House Budget Committee Chairman Scott Fitzpatrick, R-Shell Knob, says the state’s public pension system – known as MOSERS – is strong but has had some poor returns in the past. In 2017, the system’s funding deficit exceeded $5.2 billion. He says a lot of the problems with returns are “self-inflicted” based on some of the assumptions made in its actuarially-accrued unfunded liability.
“The House budget did not recommend the full funding that MOSERS requested last year because of the way they do their analysis. It largely ignores the reforms passed in the 2011 plan that required longer vesting periods for new employees as well as contributions out of people’s paychecks into the system,” he says.
According to State Treasurer Eric Schmitt’s office, the system is 60% funded.
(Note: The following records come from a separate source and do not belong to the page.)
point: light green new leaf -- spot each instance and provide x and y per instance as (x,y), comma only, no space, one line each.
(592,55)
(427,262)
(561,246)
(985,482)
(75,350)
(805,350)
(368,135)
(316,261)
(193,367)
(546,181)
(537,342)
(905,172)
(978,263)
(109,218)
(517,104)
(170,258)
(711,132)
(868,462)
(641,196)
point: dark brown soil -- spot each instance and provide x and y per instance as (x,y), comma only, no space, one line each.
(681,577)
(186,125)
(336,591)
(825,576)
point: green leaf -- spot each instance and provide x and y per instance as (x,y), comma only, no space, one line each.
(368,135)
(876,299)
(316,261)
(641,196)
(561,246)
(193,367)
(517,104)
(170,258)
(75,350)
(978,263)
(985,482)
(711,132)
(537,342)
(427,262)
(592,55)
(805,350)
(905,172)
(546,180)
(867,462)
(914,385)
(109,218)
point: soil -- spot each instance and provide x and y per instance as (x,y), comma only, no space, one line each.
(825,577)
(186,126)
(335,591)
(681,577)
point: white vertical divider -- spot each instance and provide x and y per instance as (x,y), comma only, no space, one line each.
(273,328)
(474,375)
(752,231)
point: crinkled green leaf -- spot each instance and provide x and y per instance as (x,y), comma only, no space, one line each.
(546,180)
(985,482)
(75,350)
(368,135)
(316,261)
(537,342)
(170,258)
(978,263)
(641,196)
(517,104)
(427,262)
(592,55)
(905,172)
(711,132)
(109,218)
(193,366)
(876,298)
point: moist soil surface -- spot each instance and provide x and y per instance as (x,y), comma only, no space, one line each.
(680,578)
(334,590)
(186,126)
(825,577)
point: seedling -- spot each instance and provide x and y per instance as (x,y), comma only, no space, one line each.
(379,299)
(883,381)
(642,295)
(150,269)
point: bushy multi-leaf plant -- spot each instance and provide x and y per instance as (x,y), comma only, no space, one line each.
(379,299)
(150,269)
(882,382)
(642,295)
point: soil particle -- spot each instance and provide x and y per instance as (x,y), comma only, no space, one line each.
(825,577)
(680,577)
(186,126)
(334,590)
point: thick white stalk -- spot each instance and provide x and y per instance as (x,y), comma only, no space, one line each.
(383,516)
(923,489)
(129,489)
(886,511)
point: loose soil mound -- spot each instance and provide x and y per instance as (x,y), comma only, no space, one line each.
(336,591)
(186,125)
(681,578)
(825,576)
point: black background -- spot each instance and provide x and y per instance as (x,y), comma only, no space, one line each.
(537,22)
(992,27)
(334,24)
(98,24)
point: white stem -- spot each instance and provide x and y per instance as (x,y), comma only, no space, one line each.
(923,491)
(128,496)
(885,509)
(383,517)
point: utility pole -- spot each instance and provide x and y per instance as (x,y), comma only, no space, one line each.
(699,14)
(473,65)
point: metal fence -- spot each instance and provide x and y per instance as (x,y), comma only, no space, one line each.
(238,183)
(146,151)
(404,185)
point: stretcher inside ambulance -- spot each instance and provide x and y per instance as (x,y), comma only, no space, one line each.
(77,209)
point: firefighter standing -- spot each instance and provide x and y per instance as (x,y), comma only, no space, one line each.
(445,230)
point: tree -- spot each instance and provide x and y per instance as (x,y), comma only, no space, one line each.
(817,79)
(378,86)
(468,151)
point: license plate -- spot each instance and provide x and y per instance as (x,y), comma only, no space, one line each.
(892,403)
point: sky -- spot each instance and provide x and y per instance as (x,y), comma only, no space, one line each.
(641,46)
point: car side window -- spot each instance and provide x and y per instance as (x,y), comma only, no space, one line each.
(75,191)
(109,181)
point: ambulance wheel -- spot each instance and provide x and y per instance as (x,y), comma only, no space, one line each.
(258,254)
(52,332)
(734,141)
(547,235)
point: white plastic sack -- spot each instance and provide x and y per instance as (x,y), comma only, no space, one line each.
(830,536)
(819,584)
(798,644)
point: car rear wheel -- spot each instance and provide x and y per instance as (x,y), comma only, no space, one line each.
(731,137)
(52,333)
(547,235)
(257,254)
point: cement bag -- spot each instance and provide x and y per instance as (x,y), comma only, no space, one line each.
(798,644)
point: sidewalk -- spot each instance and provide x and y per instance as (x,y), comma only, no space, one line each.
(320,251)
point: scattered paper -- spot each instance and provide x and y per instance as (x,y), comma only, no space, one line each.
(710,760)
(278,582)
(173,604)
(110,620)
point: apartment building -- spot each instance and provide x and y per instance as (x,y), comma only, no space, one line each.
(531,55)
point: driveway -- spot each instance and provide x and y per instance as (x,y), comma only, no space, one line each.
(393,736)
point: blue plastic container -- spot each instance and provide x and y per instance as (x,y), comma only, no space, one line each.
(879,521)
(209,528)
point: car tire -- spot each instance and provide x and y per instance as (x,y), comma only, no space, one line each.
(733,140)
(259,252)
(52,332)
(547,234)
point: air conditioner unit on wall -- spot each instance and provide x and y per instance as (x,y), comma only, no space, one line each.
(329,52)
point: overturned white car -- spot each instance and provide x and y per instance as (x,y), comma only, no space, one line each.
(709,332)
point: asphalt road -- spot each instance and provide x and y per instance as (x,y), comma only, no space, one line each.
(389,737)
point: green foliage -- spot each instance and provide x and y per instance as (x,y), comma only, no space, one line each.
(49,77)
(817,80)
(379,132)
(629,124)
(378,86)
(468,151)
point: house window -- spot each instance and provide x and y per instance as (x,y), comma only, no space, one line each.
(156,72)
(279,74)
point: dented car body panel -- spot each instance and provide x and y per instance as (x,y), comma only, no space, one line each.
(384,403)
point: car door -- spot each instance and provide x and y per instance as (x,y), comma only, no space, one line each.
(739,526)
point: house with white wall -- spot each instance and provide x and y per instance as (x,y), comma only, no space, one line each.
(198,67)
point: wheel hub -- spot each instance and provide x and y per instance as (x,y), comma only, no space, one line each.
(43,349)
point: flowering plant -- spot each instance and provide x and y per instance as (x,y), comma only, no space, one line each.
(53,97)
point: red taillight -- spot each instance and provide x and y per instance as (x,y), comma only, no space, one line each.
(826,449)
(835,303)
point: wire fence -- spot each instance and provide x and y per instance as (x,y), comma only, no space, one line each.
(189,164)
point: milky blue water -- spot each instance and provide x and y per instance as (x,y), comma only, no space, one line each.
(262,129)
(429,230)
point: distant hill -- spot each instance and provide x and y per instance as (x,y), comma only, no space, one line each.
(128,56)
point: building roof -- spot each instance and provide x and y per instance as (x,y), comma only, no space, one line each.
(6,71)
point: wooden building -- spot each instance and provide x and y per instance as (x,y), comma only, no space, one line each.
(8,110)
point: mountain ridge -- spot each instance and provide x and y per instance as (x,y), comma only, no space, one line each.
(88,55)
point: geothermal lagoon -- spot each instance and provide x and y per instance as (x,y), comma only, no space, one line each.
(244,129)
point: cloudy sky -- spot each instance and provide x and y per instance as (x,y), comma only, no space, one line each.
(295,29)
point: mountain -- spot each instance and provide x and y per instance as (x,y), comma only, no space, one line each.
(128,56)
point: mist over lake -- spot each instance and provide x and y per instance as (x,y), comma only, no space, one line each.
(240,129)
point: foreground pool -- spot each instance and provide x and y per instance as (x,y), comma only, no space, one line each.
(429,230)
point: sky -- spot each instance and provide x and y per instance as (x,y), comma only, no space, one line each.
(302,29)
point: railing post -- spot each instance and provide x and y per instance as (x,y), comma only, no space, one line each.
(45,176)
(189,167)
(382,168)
Pension experts consider 80% and up to be healthy.
Fitzpatrick says John Watson, who has been fired as the executive director, was not
qualified for the job. Watson served as the chief of staff to former Democratic Governor Jay Nixon.
“I really do think as long as they can get a good executive director in there, someone who knows about good pension plans pretty well, and they do a national search, then I feel like they’ll be in good shape long term.”
Last year, Missouri offered buyouts to about 17,000 terminated state employees. The move was estimated to save the state about $7 million in annual administrative costs.
The MOSERS system includes more than 115,000 current and former state workers.